Using a REST API with Unity, Part 2

Travis and Denny Scott

July 01st, 2015

One of the main challenges we encountered when first trying to use JSON with C#, was it wasn't the simple world of JavaScript we had grown accustomed to. For anyone that is unsure of what JSON is, it is Javascript Object Notation, a lightweight data-interchange format. It is easy for humans to read and write. It is easy for machines to parse and generate.

For anyone not familiar with JSON, hopefully you have some background in XML. It's for a similar purpose, but JSON uses Javascript Notation, rather than a Markup Language as XML does. This article is not a point of discussion for each of these data types, instead, we will be focusing primarily with JSON, as that is the general standard for REST API's.

Extracting JSON

As I mentioned in Part 1 of this series, the main tool we use to extract JSON is a library for C# called SimpleJSON. Before we can start extracting data, lets create a fake JSON object, returned from a REST endpoint.

{
   employees: [
       {
           name: "Jim"
           age: "41",
           salary: "60000"
       },

       {
           name: "Sally"
           age: "33",
           salary: "60000"
       }
   ]
}

Perfect. This data is just some arbitrary data for our examples.

Assuming we queried and collected this data into a "result" variable, let's parse this data with simpleJSON. We think the best course of action is to show the code as a whole, and then discuss what is going on in each step.
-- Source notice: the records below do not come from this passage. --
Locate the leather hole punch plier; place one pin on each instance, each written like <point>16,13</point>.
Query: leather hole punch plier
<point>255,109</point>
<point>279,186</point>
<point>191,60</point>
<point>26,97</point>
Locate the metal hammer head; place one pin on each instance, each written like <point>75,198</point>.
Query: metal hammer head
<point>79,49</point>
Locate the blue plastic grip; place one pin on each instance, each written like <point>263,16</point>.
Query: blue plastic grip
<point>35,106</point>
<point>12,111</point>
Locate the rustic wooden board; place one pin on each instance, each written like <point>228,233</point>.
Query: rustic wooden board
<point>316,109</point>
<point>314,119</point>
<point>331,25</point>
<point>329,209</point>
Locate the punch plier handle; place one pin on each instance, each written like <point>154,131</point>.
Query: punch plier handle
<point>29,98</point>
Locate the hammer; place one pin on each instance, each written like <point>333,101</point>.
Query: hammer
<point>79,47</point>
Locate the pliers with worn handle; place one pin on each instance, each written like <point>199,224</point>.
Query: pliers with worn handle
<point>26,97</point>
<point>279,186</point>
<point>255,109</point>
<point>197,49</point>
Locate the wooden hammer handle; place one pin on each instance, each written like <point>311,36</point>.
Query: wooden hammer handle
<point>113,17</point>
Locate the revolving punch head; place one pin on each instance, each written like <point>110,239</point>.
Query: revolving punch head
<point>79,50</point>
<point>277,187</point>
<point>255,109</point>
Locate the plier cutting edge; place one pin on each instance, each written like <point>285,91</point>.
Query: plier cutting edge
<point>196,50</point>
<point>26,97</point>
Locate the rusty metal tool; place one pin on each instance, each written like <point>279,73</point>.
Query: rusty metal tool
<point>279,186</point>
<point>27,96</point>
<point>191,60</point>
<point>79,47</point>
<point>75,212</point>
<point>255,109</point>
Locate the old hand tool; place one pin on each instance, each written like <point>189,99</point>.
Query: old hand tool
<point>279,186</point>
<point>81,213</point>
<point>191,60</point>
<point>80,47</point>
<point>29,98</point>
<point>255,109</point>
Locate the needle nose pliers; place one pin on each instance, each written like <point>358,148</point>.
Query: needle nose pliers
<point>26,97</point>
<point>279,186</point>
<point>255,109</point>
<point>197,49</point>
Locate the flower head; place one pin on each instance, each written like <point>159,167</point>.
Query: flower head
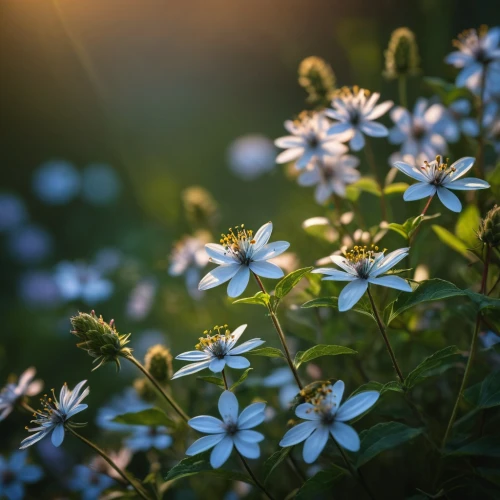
<point>232,430</point>
<point>355,109</point>
<point>325,415</point>
<point>14,391</point>
<point>239,252</point>
<point>56,413</point>
<point>216,350</point>
<point>309,140</point>
<point>362,266</point>
<point>437,177</point>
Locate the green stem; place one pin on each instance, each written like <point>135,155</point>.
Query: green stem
<point>382,329</point>
<point>472,349</point>
<point>103,454</point>
<point>281,335</point>
<point>160,389</point>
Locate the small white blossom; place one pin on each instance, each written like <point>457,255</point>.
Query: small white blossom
<point>362,267</point>
<point>325,416</point>
<point>215,351</point>
<point>232,430</point>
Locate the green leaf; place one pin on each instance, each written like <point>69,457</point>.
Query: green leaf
<point>152,416</point>
<point>290,281</point>
<point>200,463</point>
<point>260,298</point>
<point>383,437</point>
<point>274,460</point>
<point>321,350</point>
<point>436,364</point>
<point>241,379</point>
<point>268,352</point>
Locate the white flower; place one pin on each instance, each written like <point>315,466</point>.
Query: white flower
<point>325,415</point>
<point>436,177</point>
<point>239,253</point>
<point>331,176</point>
<point>215,351</point>
<point>14,392</point>
<point>418,132</point>
<point>55,415</point>
<point>362,267</point>
<point>309,141</point>
<point>232,430</point>
<point>355,111</point>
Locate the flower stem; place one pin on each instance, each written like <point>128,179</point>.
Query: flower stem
<point>281,335</point>
<point>471,351</point>
<point>254,477</point>
<point>160,389</point>
<point>137,487</point>
<point>382,329</point>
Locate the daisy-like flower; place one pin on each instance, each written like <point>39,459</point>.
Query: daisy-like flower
<point>331,176</point>
<point>216,350</point>
<point>436,177</point>
<point>355,111</point>
<point>418,132</point>
<point>232,430</point>
<point>309,140</point>
<point>325,415</point>
<point>55,415</point>
<point>239,252</point>
<point>363,267</point>
<point>14,392</point>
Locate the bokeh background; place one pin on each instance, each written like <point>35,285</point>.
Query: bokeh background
<point>111,109</point>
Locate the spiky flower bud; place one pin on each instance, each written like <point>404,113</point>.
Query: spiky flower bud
<point>100,339</point>
<point>401,56</point>
<point>158,361</point>
<point>489,228</point>
<point>316,76</point>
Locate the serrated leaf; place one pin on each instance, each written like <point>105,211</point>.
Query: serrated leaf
<point>290,281</point>
<point>321,350</point>
<point>260,298</point>
<point>268,352</point>
<point>435,364</point>
<point>383,437</point>
<point>200,463</point>
<point>151,416</point>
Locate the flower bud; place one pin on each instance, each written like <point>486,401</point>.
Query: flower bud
<point>316,76</point>
<point>100,339</point>
<point>401,56</point>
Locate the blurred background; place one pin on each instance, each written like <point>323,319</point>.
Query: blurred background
<point>112,109</point>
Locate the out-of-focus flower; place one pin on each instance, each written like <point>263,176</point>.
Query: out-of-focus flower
<point>12,211</point>
<point>251,155</point>
<point>188,257</point>
<point>29,244</point>
<point>146,437</point>
<point>330,176</point>
<point>15,473</point>
<point>309,141</point>
<point>239,253</point>
<point>436,177</point>
<point>55,415</point>
<point>417,132</point>
<point>355,111</point>
<point>14,392</point>
<point>101,184</point>
<point>88,482</point>
<point>232,430</point>
<point>401,56</point>
<point>56,182</point>
<point>325,415</point>
<point>80,281</point>
<point>362,267</point>
<point>215,351</point>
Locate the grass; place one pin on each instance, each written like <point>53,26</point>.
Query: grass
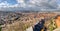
<point>0,27</point>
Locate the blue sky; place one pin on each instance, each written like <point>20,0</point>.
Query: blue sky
<point>12,2</point>
<point>31,4</point>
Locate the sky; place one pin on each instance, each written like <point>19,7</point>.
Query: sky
<point>29,4</point>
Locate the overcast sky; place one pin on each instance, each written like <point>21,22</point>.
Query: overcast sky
<point>30,4</point>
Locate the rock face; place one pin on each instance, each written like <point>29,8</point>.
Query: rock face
<point>58,29</point>
<point>29,29</point>
<point>21,21</point>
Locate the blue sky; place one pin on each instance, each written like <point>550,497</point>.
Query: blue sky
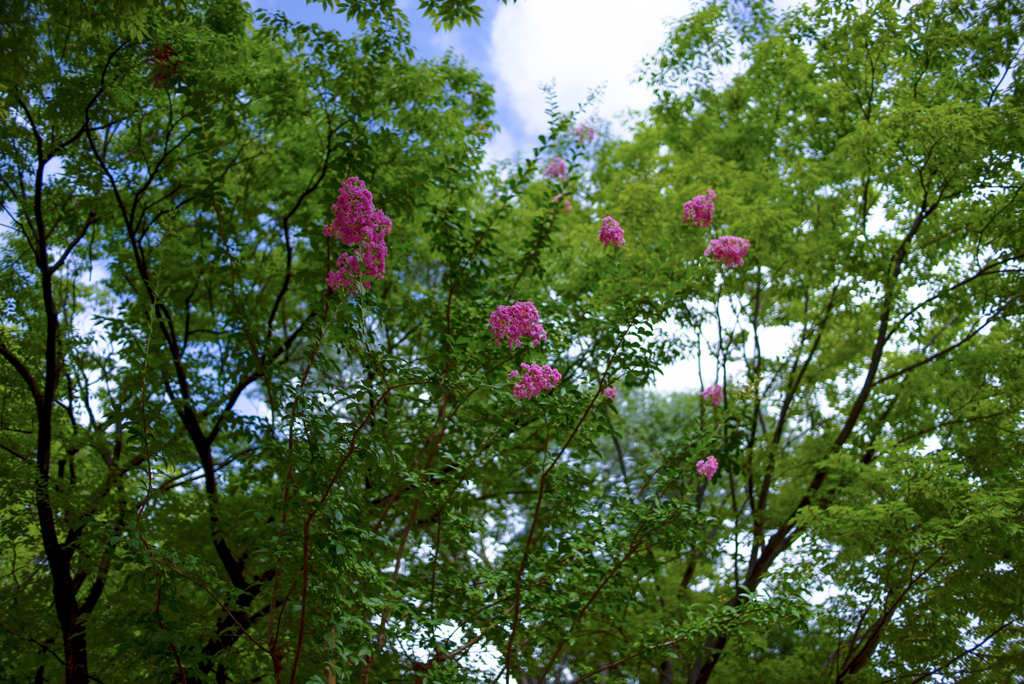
<point>580,44</point>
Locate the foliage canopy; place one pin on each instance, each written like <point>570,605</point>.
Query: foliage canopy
<point>215,468</point>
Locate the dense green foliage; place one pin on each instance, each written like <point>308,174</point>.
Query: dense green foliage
<point>215,469</point>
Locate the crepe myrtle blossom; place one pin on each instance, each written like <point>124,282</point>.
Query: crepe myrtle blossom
<point>611,232</point>
<point>359,224</point>
<point>556,169</point>
<point>728,250</point>
<point>713,395</point>
<point>700,209</point>
<point>708,468</point>
<point>535,380</point>
<point>515,322</point>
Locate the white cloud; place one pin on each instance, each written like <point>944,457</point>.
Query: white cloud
<point>581,44</point>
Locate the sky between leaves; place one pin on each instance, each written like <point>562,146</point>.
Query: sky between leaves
<point>580,44</point>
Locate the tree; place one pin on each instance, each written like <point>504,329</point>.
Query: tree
<point>392,504</point>
<point>871,156</point>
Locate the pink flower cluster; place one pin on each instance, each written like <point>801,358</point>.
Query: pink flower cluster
<point>556,169</point>
<point>713,395</point>
<point>728,250</point>
<point>700,209</point>
<point>515,322</point>
<point>611,232</point>
<point>357,222</point>
<point>535,380</point>
<point>584,133</point>
<point>708,468</point>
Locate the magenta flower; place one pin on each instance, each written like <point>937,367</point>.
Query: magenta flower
<point>713,395</point>
<point>556,169</point>
<point>611,232</point>
<point>357,223</point>
<point>728,250</point>
<point>708,468</point>
<point>515,322</point>
<point>535,380</point>
<point>700,209</point>
<point>584,133</point>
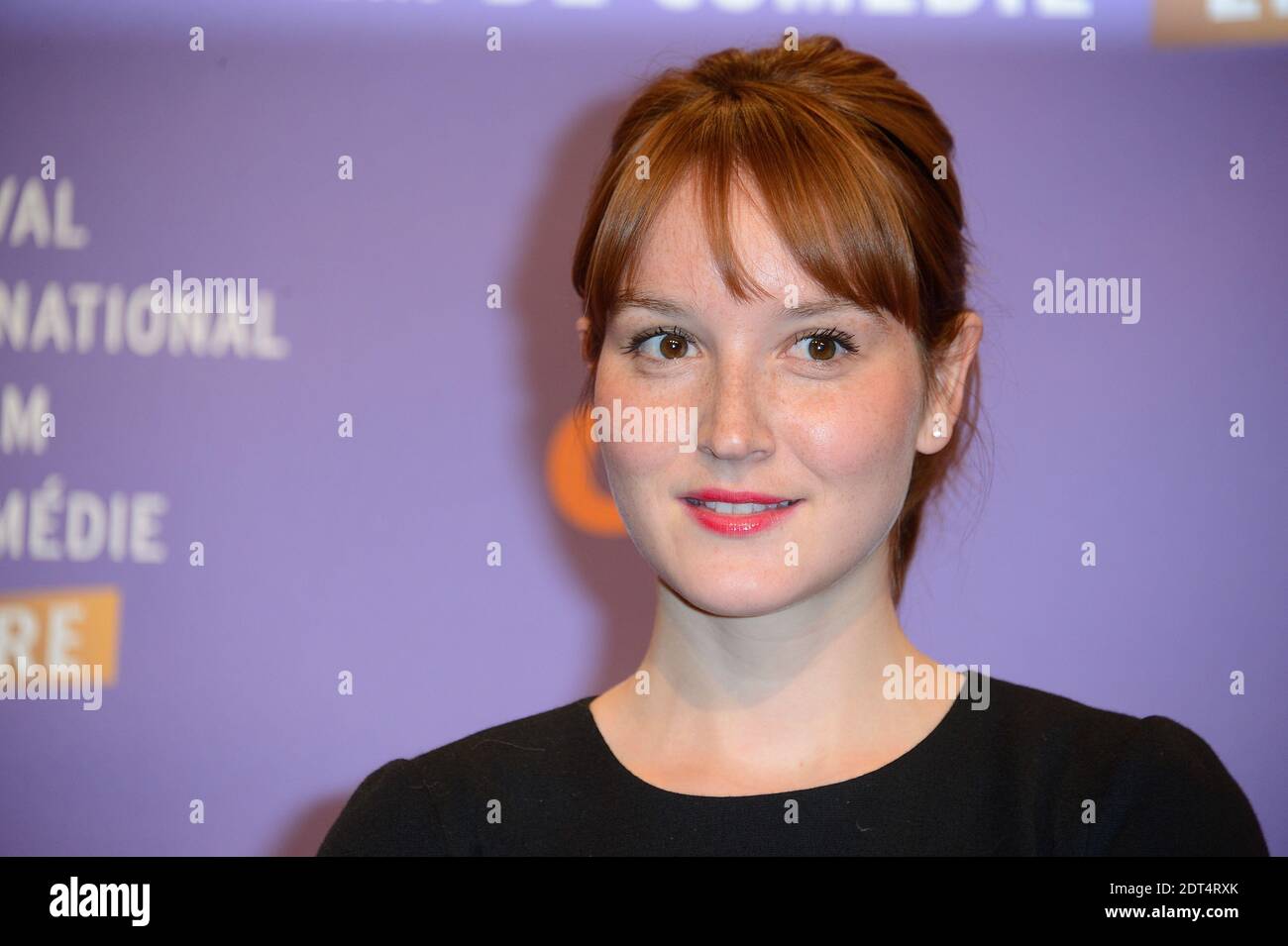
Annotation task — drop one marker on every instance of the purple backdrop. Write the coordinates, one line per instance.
(471, 168)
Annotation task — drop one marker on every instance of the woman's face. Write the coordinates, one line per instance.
(818, 408)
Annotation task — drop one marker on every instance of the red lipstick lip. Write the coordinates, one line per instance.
(735, 497)
(732, 524)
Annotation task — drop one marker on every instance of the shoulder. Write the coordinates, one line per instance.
(407, 804)
(1113, 783)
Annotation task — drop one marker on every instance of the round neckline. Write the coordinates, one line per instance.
(919, 748)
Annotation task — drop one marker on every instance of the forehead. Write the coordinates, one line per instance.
(677, 258)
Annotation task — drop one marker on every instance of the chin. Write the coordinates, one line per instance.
(732, 592)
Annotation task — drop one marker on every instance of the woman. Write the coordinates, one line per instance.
(776, 242)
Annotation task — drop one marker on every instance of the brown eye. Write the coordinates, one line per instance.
(674, 347)
(822, 349)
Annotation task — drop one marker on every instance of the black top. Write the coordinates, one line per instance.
(1018, 778)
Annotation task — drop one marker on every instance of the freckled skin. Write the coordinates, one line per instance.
(840, 434)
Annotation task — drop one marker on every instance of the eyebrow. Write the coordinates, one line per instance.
(820, 306)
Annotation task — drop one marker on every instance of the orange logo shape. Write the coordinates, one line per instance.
(571, 481)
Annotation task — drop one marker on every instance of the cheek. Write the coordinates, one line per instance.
(858, 439)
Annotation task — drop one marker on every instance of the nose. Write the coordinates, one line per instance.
(732, 424)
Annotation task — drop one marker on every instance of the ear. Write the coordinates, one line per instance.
(583, 328)
(944, 407)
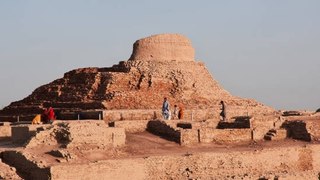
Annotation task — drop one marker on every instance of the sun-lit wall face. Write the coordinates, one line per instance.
(163, 47)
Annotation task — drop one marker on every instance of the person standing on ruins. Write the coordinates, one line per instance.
(166, 109)
(180, 114)
(223, 113)
(51, 115)
(175, 112)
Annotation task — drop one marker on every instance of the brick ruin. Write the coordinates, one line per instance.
(160, 66)
(255, 143)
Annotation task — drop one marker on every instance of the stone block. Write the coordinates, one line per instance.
(22, 133)
(132, 126)
(189, 136)
(5, 131)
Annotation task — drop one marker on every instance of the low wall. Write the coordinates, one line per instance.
(277, 163)
(131, 126)
(91, 133)
(5, 130)
(22, 133)
(164, 130)
(232, 135)
(28, 169)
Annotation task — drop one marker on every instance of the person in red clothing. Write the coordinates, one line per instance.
(51, 115)
(44, 116)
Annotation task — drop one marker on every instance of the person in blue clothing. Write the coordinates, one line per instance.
(166, 109)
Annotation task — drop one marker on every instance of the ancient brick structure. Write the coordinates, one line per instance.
(160, 66)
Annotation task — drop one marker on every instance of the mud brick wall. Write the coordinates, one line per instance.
(5, 130)
(307, 130)
(189, 136)
(313, 127)
(22, 133)
(94, 133)
(162, 129)
(281, 162)
(231, 135)
(131, 126)
(261, 125)
(28, 168)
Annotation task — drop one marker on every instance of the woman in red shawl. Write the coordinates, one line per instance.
(51, 116)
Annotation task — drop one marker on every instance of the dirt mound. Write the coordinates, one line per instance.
(160, 66)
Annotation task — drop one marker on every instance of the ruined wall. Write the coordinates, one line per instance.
(22, 133)
(225, 136)
(131, 126)
(5, 130)
(28, 169)
(160, 66)
(291, 163)
(78, 134)
(163, 47)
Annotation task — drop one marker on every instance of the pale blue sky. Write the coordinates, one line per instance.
(267, 50)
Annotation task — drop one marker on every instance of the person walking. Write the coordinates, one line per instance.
(223, 113)
(166, 109)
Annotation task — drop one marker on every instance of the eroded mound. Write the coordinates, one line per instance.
(163, 47)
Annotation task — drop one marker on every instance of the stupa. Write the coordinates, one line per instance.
(160, 66)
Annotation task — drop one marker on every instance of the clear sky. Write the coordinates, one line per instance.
(267, 50)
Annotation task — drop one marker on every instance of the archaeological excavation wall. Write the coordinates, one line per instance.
(286, 163)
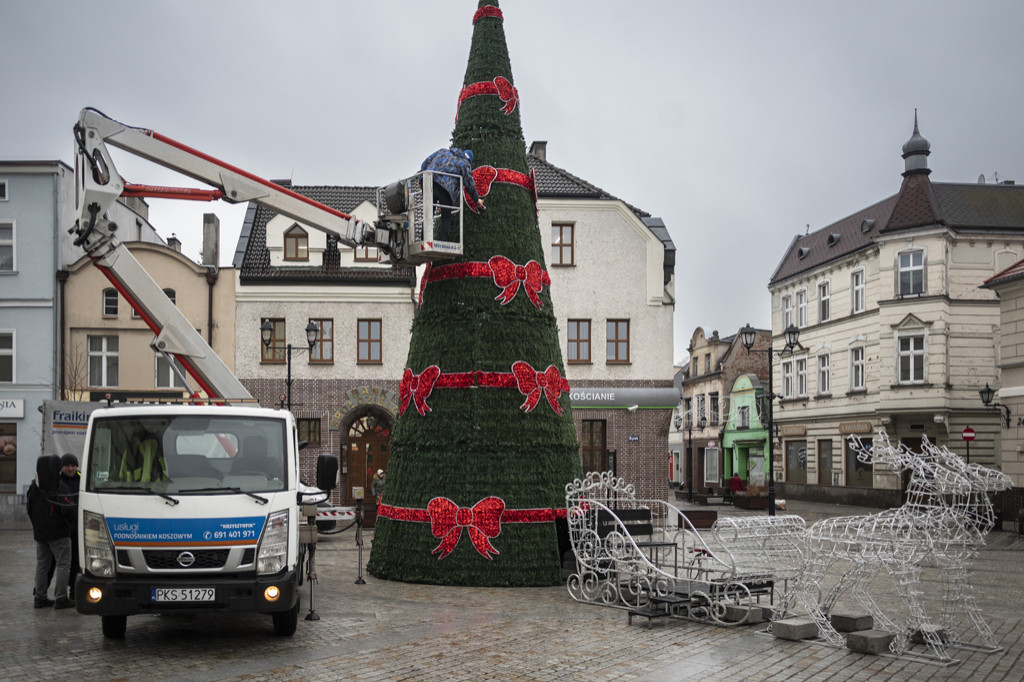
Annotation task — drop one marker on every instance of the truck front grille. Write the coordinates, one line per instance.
(169, 558)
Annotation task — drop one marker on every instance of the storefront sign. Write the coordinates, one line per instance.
(11, 408)
(667, 398)
(854, 427)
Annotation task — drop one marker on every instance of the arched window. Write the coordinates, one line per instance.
(296, 244)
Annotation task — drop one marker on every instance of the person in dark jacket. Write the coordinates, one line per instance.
(68, 491)
(51, 531)
(455, 162)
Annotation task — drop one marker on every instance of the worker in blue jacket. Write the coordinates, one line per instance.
(455, 162)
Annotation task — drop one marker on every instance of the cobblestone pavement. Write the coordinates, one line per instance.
(396, 631)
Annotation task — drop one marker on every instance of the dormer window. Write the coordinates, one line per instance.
(296, 244)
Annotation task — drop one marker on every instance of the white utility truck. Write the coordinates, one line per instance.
(199, 508)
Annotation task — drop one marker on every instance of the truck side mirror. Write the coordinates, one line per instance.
(48, 473)
(327, 471)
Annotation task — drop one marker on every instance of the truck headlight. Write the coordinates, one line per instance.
(98, 550)
(273, 547)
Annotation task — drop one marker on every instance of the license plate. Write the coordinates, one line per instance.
(183, 594)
Some of this code could be trimmed a bit shorter, but we're going to write it out in longer form to help demonstrate what is going on. It's not long code anyway.

import SimpleJSON

...

private string result;
private List<Employee> employees;

...

var jsonData = JSON.parse(result);

foreach(JSONClass employee in jsonData["employees"].AsArray) {
 string name = employee.AsObject["name"].Value;
   string age = employee.AsObject["age"].Value;
   string salary = employee.AsObject["salary"].Value;
   employees.Add(new Employee(name, age, salary));
}

Now let's step through what we've done here to demonstrate what each piece of code is doing. First, we must import the SimpleJSON library. To get this package, see this link to download. You can import the package to Unity using the file menu, Assets > Import Package > Custom Package.

Once you have imported this package, we need to include:

import SimpleJSON;

This belongs at the stop of our script. Assuming we have completed the GET request earlier, and now have the data in a variable called result, we can move to the next step.

var jsonData = JSON.parse(result);

As we talked about earlier, JSON is an object made up of Javascript Object Notation. If you come from a background in JavaScript, these sorts of objects are just part of your daily norm. However, objects like these don't exist in C#. (They of course do, but are not written like this, and appear more abstract).

So we know these sort of objects are not native to C#, or most languages for that matter, so how do we import the data? Fear not, as JSON's are imported from REST endpoints as strings. This allows each system to import it as they like, and come up with their own solutions to read these files. In our case, SimpleJSON will take the imported string, and make a JSONClass object out of the string. That is what resides in jsonData.

Navigating a JSON with Simple JSON

Now that we have the JSON parsed, our next step was moving one step inside the returned JSON, and extracting all the employees. The "employees" value is an array of employees. Knowing that this data is an array, we can use this in a foreach loop, extracting each employee as we pass by using a cast. Lets look at the loop first.

foreach(JSONClass employee in jsonData["employees"].AsArray) {
   ...
}

So we extract each employee from the employees array. Now, the employee is a JSONClass, but we have not told the system it's an object, so we need to do so when we start digging deeper in the json, like so.

   string name = employee.AsObject["name"].Value;
   string age = employee.AsObject["age"].Value;
   string salary = employee.AsObject["salary"].Value;

Once we are inside the foreach loop, we will take the JSONClass employee, cast it correctly to an object, and take the string we need in it. The trick is, SimpleJSON still doesn't know what type of object is on the other end, so we need to tell it that we want the value from this return.

Since we know the structure of the JSON we can construct our code to handle the JSON.

Frequently you will find yourself iterating through a list of data, creating objects out of that piece of data. To handle that, we recommend you create an object and add it to a list. It's a simple way to store the data.

employees.Add(new Employee(name, age, salary));

Conclusion

We hope this walkthrough of Simple JSON gave you an idea on how to use this library. It's a very simple tool to use. The only frustrating part is working with the AsObject and AsArray methods, as you can sometimes easily mistake which instance you need at a certain time.